Una maleta

Una maleta

Una maleta es también un propósito. Un destino, un programa o una huida. El inicio de la esperanza o de lo terrible. Una maleta sola es, en principio, una imagen inquietante. Y desazonadora. Cada maleta contiene un misterio, y esa parte de sueño, tiempo e ilusión que alienta toda vida humana. Y una metáfora del viaje, así, sin cualificar. Del nomadismo y la globalización. De la renovación o del éxodo. Aquellas antiguas maletas de cartón, frágiles y pobres, aseguradas con cordel, de los largos viajes que salían de la estación de França brumosa por el vapor y la carbonilla y el vaho de las despedidas tristes, de cuando este país emigraba de la miseria. Y del blanco y negro. L’emigrant cantado por Emili Vendrell hacía llorar a madres y esposas. Y a futuros huérfanos.

Nada que ver con esas valijas presumidas salpicadas de etiquetas certificando destinos raros. O de la maleta a punto para la sorpresa, de los amantes en su primera escapada. O las actuales acorazadas, ruidosas y traqueteantes como de corresponsal en tránsito. “Viajas más que el baúl de la Piquer”. Pura antropología. Sí, una maleta es asimismo un contenedor de interrogantes. O de puntos suspensivos. O un diminuto universo. Dentro de ellas, supersticiones y amuletos viajan con nosotros. ¿Y quién sabe qué asuntos más?

Una maleta es asimismo un contenedor de interrogantes, o de puntos suspensivos, o un diminuto universo

La valija, el hato tristísimo y dramático del refugiado. Para él, ella o ellos, agarrarse a su alforja es toda una manera de pervivir; de no desaparecer. Su maleta es el cordón umbilical que los une a su hogar, al barrio, a la vecindad y a algo que les parecía ser para siempre. En la maleta: toda una biografía encofrada, las señales de varias generaciones; su patrimonio y su memoria. El maletón emocional y arcaico de aquellos años en que eran criaturas, asesinado –diariamente lo vemos– por los traficantes de la muerte y el odio. Por los revendedores de agonías.
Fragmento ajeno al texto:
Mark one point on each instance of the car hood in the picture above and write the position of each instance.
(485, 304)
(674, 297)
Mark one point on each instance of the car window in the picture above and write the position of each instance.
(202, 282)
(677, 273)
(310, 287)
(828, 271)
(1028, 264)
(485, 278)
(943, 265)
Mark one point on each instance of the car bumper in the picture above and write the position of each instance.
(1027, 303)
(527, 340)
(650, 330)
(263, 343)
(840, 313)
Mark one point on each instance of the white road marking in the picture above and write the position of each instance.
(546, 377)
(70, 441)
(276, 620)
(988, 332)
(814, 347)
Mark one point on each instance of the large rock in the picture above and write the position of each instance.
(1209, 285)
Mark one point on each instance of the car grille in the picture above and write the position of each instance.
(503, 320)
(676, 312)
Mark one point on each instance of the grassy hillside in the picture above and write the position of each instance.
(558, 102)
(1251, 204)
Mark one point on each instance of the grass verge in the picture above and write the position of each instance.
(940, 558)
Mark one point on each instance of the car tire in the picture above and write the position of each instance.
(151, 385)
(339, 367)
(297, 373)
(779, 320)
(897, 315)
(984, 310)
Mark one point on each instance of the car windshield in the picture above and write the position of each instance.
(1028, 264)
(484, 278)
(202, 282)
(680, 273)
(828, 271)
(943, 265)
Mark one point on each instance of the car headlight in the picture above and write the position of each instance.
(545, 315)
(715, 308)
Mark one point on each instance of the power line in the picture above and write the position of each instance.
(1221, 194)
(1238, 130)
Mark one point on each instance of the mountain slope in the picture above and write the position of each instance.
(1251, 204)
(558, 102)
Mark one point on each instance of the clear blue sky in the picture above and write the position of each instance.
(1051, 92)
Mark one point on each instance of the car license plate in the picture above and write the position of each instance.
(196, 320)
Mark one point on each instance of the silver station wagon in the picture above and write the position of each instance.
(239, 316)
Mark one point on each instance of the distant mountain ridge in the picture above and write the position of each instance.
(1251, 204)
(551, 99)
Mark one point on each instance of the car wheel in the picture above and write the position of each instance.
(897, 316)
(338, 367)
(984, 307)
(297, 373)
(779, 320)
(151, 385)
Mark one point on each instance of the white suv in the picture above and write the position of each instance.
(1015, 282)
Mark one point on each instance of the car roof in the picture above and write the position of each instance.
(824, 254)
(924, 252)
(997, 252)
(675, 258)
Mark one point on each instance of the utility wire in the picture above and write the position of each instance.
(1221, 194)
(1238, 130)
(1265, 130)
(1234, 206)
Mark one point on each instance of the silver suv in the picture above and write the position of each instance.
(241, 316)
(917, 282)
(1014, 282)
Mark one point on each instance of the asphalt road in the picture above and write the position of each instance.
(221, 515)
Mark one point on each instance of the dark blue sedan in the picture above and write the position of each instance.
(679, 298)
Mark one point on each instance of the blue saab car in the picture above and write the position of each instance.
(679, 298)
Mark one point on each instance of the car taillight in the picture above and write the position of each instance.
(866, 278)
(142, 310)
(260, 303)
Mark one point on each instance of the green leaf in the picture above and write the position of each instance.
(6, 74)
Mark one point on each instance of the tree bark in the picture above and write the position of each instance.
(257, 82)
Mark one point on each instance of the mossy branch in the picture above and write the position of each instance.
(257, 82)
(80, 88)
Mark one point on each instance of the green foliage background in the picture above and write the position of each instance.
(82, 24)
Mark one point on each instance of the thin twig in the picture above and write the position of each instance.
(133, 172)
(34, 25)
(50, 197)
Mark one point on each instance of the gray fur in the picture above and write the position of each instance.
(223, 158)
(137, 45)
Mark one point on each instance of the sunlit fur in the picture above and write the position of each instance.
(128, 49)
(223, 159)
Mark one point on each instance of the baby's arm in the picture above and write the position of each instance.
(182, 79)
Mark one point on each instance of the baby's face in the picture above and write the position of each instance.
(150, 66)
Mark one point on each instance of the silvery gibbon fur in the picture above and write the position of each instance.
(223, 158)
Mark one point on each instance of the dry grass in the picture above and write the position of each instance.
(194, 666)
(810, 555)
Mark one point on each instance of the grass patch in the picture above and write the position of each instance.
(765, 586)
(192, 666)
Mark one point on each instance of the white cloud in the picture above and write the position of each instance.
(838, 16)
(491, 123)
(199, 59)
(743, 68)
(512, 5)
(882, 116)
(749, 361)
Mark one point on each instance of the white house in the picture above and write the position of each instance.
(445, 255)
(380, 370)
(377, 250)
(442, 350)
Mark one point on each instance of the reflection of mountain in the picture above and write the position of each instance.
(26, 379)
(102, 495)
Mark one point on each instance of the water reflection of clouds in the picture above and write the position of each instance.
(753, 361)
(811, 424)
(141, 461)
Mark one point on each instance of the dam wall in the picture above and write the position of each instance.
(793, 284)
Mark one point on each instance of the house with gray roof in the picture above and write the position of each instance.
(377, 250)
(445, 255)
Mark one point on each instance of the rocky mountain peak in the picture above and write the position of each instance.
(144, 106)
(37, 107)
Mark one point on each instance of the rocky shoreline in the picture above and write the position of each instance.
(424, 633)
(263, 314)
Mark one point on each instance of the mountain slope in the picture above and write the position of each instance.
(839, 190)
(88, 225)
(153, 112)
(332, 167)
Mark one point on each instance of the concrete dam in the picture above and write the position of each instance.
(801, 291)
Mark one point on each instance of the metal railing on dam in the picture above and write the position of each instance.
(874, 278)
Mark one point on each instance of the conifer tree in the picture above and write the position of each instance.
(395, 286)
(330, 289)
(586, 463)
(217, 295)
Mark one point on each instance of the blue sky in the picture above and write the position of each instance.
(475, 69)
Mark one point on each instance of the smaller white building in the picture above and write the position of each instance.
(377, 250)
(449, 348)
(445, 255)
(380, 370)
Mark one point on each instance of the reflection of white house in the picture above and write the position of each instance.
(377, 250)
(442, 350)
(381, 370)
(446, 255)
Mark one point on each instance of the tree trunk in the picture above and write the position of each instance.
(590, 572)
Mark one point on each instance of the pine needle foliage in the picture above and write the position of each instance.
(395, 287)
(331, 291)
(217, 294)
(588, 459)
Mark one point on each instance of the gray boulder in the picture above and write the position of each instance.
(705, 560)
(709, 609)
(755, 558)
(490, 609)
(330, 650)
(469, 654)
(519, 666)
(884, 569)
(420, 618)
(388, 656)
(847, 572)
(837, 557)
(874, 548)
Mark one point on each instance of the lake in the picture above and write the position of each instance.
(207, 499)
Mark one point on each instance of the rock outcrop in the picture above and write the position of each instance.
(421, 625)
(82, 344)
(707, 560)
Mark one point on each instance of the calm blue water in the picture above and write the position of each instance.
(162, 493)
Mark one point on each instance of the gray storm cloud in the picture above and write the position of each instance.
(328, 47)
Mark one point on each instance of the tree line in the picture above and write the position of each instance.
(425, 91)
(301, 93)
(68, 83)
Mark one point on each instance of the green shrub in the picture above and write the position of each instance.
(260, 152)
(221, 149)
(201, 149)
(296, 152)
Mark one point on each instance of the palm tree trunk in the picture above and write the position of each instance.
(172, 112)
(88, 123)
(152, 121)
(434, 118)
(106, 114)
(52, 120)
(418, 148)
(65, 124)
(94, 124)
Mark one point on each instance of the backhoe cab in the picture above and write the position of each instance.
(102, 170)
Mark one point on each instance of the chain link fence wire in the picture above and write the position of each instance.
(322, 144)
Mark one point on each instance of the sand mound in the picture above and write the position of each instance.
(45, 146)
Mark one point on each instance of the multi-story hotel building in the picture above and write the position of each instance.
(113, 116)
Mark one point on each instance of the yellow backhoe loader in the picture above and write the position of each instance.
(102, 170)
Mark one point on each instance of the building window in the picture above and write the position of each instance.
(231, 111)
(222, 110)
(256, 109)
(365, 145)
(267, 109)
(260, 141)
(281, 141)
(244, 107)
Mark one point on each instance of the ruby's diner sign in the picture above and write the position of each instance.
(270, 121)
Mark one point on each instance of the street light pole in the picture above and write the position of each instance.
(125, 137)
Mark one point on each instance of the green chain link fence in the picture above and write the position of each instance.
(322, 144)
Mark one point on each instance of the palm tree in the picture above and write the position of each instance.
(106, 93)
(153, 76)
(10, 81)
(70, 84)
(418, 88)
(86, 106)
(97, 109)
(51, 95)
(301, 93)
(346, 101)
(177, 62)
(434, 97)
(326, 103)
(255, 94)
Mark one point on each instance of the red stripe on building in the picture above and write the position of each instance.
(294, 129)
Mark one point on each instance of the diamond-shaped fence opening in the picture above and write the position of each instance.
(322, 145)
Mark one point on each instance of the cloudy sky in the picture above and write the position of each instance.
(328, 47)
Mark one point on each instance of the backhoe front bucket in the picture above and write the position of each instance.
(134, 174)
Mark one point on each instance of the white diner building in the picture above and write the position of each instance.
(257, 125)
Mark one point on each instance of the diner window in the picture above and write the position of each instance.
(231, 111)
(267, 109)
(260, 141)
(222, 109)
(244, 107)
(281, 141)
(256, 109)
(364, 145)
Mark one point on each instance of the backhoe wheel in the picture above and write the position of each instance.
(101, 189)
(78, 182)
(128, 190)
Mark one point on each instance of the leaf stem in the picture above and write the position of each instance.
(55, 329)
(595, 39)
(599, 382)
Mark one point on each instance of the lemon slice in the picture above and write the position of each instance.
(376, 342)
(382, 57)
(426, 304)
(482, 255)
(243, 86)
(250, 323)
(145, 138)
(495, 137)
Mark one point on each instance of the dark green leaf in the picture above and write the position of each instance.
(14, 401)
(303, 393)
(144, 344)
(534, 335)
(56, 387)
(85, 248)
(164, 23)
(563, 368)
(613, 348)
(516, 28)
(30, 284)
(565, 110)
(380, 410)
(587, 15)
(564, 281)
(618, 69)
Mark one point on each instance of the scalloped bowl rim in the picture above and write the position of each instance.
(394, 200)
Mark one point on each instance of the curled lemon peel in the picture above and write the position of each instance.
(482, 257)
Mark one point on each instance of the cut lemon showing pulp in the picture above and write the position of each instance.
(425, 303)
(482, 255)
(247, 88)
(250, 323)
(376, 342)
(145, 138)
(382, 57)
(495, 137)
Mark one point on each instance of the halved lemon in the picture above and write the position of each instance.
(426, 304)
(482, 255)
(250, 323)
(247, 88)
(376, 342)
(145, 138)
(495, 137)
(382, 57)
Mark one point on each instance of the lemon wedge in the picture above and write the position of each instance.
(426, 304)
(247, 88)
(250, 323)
Una imagen, el aguafuerte de la tragedia: una familia aparentemente bella, muerta, tendida en el suelo y precariamente tapada por la piedad anónima y, a su lado, la maleta incólume, de color gris metalizado y brillante, como nueva. La Samsonite les sobrevivió. Una maleta: la caja negra de los naufragios. Y de las guerras.